Today’s scriptures speak to us about the essence of what it means to live a Christian life. First, as we can see in the reading from the Acts of the Apostles, it means making a clean break with the ways that we have been tethered to the world. For the newest members of the Church in that day, the rules and traditions had finally been settled. Some of the Pharisaic members of the Church insisted the new members ought to be circumcised and comply with the many minutiae of the Jewish law. But the Apostles remained firm that faith in Jesus was superior to the minutiae, and insisted only that the new Church members free themselves from any participation in idolatry and to keep their marriage covenants pure. This freed them from the idolatrous tethers to the world, and would give them freedom in the Spirit.
The second essence of living a Christian life comes to us in today’s Gospel reading, and that of course is to love. But Jesus isn’t asking for just any kind of love: nothing superficial, not mere infatuation, and certainly not lust. Jesus insists that his disciples love one another in the exactly same way that he loves them. And he showed them, and us, what he meant by that when he suffered and died on the cross. The disciple is expected to love sacrificially, unconditionally, just as Jesus has loved him, or her.
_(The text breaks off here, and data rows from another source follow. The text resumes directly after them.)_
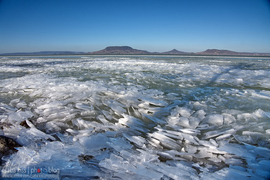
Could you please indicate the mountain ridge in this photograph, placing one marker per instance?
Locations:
(127, 50)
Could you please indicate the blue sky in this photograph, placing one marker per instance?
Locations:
(153, 25)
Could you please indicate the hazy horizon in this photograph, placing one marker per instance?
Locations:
(155, 26)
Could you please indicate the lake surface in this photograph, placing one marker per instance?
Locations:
(137, 117)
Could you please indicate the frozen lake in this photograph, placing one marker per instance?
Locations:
(137, 117)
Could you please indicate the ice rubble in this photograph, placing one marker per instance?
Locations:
(138, 119)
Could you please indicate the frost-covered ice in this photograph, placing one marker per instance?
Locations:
(138, 117)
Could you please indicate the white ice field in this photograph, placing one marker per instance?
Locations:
(138, 117)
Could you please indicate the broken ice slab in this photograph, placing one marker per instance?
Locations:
(94, 142)
(211, 134)
(138, 140)
(19, 116)
(119, 144)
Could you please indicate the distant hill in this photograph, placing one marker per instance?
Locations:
(229, 53)
(174, 51)
(127, 50)
(116, 50)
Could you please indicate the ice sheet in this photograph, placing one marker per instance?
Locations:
(138, 117)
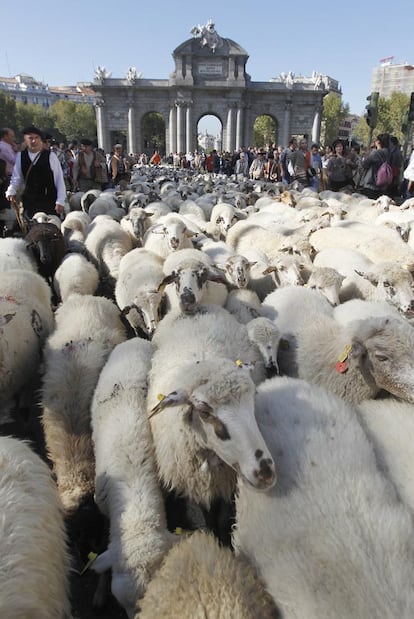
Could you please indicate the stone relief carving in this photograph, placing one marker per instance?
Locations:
(208, 36)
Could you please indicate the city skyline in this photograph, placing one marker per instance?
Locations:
(65, 51)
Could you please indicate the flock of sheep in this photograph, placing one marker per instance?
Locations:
(234, 356)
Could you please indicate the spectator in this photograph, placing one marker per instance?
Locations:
(285, 158)
(38, 174)
(340, 168)
(118, 169)
(84, 168)
(8, 150)
(395, 161)
(371, 164)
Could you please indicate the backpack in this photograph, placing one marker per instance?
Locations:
(384, 175)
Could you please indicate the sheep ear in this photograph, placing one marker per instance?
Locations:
(175, 397)
(102, 563)
(358, 348)
(169, 279)
(369, 275)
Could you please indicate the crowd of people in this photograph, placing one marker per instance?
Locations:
(41, 171)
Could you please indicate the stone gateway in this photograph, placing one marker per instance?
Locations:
(209, 79)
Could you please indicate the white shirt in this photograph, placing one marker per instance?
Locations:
(17, 179)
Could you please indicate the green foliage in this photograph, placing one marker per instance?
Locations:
(391, 114)
(153, 131)
(334, 112)
(264, 131)
(7, 111)
(74, 120)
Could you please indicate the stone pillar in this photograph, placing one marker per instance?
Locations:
(285, 134)
(172, 147)
(316, 125)
(180, 126)
(229, 129)
(131, 139)
(103, 140)
(189, 147)
(239, 128)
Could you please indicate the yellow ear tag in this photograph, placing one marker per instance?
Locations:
(91, 558)
(342, 357)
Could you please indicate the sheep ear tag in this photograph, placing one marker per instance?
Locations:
(341, 365)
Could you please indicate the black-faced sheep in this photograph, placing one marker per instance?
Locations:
(331, 539)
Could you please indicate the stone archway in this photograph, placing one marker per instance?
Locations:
(209, 78)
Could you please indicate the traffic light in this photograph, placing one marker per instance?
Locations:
(372, 110)
(411, 109)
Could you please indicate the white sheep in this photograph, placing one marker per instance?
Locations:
(26, 320)
(328, 281)
(75, 275)
(378, 243)
(34, 559)
(108, 243)
(169, 234)
(207, 430)
(264, 333)
(87, 329)
(331, 539)
(244, 304)
(358, 309)
(225, 215)
(191, 279)
(127, 489)
(137, 290)
(381, 281)
(357, 360)
(290, 308)
(201, 579)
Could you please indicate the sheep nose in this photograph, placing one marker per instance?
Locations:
(265, 474)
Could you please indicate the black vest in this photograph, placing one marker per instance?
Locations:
(40, 192)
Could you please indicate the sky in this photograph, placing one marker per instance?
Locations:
(62, 43)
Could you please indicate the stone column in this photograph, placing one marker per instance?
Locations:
(180, 126)
(229, 129)
(239, 128)
(316, 125)
(172, 131)
(189, 144)
(103, 141)
(285, 134)
(131, 139)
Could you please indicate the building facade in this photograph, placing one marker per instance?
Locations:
(209, 79)
(388, 78)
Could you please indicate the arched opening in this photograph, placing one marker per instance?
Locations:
(153, 133)
(209, 133)
(265, 131)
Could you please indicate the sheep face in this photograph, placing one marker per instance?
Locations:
(190, 284)
(238, 271)
(386, 354)
(393, 284)
(221, 416)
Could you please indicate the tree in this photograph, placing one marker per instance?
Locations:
(333, 114)
(264, 131)
(7, 112)
(74, 120)
(153, 131)
(391, 113)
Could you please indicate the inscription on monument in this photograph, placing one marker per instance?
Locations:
(210, 68)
So perhaps these readings can be for us a kind of examination of conscience. In this Easter season, we need to be moving closer and closer in relationship with our Lord. So we have to look closely at our lives for any ties to the world, and root them out, once and for all. We have to look at our relationships, and see if the love that we show our brothers and sisters is sacrificial and unconditional, the same kind of love that we have received abundantly from our God. We are reminded that we did not choose Christ, he chose us, and gave us gifts we never deserved. Our thanksgiving for that great grace must be total devotion to him.